Indeed. Whereas a newer edition would have that as the first definition, and a concise modern dictionary might well have only that definition.
 
The second definition of "prove" found in the 1895 edition of Webster's International Dictionary:

To evince, establish, or ascertain, as truth, reality, or fact, by argument, testimony, or other evidence.

Indeed. Whereas a newer edition would have that as the first definition, and a concise modern dictionary might well have only that definition.

But that's not the point. You seemed to insinuate that the "modern" usage of "prove" wasn't available to someone translating Redi in 1909, but I proved (i.e., established as fact) that it was available by finding a dictionary definition of such dating from 1895.

Back in the day, armorers would "prove" their armor by popping a pistol ball on a steel breastplate to see if the steel would withstand penetration. That is where the word "bulletproof" comes from. This, along with such actions tasting pudding to make sure the batch came out right, carries the connotation of simple, empirical quality control tests.

Redi, however, was not performing a simple quality control test but instead was designing a rather sophisticated experiment to challenge the conventional wisdom that maggots were spontaneously generated from rotting meat.

Let's substitute "ascertained as fact" for "proved" in the cited quote and see what we get:

"It is true that some kinds of flies bring forth live worms and others eggs, as I have ascertained as fact by experiment."
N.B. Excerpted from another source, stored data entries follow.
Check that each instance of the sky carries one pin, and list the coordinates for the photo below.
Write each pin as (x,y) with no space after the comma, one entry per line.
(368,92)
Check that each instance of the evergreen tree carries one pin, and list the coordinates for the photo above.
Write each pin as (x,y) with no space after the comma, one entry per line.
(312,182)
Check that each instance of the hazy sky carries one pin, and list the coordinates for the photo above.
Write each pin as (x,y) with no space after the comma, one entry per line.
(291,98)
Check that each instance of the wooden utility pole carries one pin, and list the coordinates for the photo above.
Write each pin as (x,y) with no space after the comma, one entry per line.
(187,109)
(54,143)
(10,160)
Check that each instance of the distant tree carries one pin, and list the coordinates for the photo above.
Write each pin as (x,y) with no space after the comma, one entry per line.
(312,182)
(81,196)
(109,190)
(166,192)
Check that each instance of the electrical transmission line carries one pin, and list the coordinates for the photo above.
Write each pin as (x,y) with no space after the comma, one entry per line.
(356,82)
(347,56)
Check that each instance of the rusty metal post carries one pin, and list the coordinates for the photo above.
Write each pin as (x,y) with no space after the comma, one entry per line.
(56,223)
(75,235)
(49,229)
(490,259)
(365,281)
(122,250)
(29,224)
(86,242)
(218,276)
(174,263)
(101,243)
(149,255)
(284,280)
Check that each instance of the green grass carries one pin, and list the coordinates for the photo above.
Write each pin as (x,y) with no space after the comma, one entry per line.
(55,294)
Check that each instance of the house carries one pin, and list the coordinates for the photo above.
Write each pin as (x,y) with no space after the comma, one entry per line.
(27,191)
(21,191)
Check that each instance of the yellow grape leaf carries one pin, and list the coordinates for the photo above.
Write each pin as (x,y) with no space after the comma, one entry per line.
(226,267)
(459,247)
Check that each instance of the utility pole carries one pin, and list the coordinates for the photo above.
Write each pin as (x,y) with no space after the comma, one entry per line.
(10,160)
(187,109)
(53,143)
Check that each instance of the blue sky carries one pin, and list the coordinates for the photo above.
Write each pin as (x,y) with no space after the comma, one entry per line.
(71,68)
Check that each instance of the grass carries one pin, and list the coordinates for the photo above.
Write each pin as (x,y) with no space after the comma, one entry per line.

By the way, the translator, Robert Payne Bigelow, was himself a trained scientist who was teaching biology at MIT at the time he made his translation.
 
Indeed. Whereas a newer edition would have that as the first definition, and a concise modern dictionary might well have only that definition.

But that's not the point. You seemed to insinuate that the "modern" usage of "prove" wasn't available to someone translating Redi in 1909, but I proved (i.e., established as fact) that it was available by finding a dictionary definition of such dating from 1895.
You might misinterpret what I said in that way, but that's not what I said, nor is it what I meant. The modern usage of 'prove' wasn't the most commonly intended meaning in 1909. Whether the misunderstanding was 'available' to be made then is irrelevant; a reader in 1909 would have started from the assumption that he was using 'prove' in the fashion most common at the time.
 
Only One Thin Dime ! ! !

Ladies and gentlemen, hurry, hurry, hurry! Step right up and see the amazing Hermeneutical Houdini attempt to escape from the dreaded semantic straightjacket right before your very eyes!